Dec 18 2018
How is it possible to leverage the large amounts of food waste, such as orange peels from juice production, produced by the food industry? Pedro F. Souza Filho has tried to find out ways to use food waste and reuse it in his study for the production of new food, animal feed, and bioplastics.
Towards the end of September 2018, Pedro F. Souza Filho defended his doctoral thesis in the area of Resource Recovery at the University of Borås with his dissertation titled “Fungi-based biorefinery model for food industry waste” with an aim to find better processes within the circular economy for the food industry.
According to estimates, 40% of all foods are wasted, implying a considerable loss of productivity, natural resources, and energy. In his research, he has performed case studies on four types of waste from food manufacturing processes, such as orange juice, potato starch, wheat starch, and pea protein production, which would otherwise be discarded.
I grew a special filamentous fungus on the various kinds of waste, creating a biomass. It looked different on the various kinds of waste.
Pedro F. Souza Filho, University of Borås.
This mass can subsequently be used and returned to the production cycle by taking food waste products that are usually discarded and by using these fungi that produce protein-rich biomass. For instance, feed based on fungal protein can be used as an alternative rather than using many small fishes merely to feed other fish grown for the food industry. In this way, a majority of the things are reused, which has a positive impact not just economically but also environmentally.
Another example is the capability of generating bioplastics using fungi. Oil-based plastic, which is a flexible and very useful material, pollutes the environment and decomposes very slowly. Hence, techniques for the inexpensive manufacture of bioplastics are essential.

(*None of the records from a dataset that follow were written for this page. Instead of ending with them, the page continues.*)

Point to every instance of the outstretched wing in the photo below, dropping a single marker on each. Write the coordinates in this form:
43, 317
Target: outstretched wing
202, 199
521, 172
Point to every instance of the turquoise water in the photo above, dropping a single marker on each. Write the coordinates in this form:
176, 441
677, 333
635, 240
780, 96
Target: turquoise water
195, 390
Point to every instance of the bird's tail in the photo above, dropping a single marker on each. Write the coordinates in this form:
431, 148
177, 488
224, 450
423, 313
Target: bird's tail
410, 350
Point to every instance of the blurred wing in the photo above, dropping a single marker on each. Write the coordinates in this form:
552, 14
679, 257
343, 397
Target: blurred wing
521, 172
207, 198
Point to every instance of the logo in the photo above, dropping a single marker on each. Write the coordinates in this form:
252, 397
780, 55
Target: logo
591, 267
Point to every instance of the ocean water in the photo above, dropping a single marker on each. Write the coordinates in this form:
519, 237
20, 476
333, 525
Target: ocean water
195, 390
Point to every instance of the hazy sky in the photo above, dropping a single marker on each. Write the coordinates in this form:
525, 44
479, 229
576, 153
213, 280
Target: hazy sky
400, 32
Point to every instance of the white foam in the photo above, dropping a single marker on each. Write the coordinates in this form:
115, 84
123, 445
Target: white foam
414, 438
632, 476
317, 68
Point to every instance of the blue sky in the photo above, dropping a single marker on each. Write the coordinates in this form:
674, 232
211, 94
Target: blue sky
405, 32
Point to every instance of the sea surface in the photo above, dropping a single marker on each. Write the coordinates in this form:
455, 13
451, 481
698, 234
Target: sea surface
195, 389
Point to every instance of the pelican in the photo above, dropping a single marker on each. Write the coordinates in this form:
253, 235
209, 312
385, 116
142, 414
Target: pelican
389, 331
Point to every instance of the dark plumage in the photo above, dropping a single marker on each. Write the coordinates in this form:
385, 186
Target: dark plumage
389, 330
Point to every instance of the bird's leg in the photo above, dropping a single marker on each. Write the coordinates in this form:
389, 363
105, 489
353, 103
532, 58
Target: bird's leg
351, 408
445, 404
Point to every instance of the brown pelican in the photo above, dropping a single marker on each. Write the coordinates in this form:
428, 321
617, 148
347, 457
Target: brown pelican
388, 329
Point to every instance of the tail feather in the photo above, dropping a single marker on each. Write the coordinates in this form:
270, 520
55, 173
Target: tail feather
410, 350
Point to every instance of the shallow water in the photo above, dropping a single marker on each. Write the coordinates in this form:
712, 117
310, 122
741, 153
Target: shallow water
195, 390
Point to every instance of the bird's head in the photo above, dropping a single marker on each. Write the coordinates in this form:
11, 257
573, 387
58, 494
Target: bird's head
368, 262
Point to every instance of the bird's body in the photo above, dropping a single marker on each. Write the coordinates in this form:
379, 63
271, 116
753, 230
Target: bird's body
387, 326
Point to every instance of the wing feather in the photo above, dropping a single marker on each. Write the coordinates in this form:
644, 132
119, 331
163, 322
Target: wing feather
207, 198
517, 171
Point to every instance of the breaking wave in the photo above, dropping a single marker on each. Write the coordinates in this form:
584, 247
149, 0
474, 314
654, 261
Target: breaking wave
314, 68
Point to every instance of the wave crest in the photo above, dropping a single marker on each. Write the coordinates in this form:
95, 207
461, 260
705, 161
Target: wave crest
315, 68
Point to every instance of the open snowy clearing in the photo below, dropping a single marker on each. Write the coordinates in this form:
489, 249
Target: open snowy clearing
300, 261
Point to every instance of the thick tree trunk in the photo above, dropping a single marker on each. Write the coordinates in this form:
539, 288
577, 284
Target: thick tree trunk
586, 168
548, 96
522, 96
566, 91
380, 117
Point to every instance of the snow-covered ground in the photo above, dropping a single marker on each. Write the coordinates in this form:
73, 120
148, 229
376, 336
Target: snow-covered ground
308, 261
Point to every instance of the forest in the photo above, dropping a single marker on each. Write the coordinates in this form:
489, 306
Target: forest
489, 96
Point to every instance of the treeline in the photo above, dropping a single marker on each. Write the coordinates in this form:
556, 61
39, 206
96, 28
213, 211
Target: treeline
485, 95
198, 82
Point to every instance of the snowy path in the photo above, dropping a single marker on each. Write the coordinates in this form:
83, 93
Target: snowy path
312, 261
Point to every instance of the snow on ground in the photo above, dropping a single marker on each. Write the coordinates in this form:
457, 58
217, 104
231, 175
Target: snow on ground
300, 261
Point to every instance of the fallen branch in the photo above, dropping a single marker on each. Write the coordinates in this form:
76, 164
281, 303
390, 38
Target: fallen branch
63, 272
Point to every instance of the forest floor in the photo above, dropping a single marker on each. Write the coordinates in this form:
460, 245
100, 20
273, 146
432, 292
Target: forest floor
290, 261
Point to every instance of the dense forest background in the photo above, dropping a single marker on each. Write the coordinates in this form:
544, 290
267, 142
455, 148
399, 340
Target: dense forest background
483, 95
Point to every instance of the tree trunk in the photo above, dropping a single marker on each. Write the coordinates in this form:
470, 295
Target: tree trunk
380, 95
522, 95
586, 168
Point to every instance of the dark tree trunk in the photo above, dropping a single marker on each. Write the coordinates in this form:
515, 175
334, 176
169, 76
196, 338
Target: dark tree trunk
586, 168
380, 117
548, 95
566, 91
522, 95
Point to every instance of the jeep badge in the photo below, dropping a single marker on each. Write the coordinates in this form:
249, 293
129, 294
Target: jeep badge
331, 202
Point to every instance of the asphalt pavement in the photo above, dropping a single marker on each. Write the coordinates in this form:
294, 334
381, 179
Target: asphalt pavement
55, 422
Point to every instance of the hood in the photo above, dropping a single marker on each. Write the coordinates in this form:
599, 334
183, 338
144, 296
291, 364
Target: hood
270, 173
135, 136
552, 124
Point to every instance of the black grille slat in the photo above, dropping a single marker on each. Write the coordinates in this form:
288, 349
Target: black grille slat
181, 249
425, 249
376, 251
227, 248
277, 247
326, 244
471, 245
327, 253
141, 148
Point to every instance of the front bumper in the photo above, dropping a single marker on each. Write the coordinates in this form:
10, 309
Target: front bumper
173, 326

The outcomes of the study reveal that there can be economic as well as environmental benefits to this type of fungus cultivation. It not only minimizes waste and chemical oxygen demand (COD, a measure of the amount of oxygen required to decompose the organic substances in the water) but also decreases production costs.
This is a very exciting research area, and I will spend my remaining months in Borås researching how the cultivation on wheat can be used for the production of bioplastics. Then I will return home to Brazil where I hope to have the opportunity to work with similar solutions, but with cactuses as the source material. It’s quite dry in Brazil, so we have plenty of cactuses.
Pedro F. Souza Filho, University of Borås.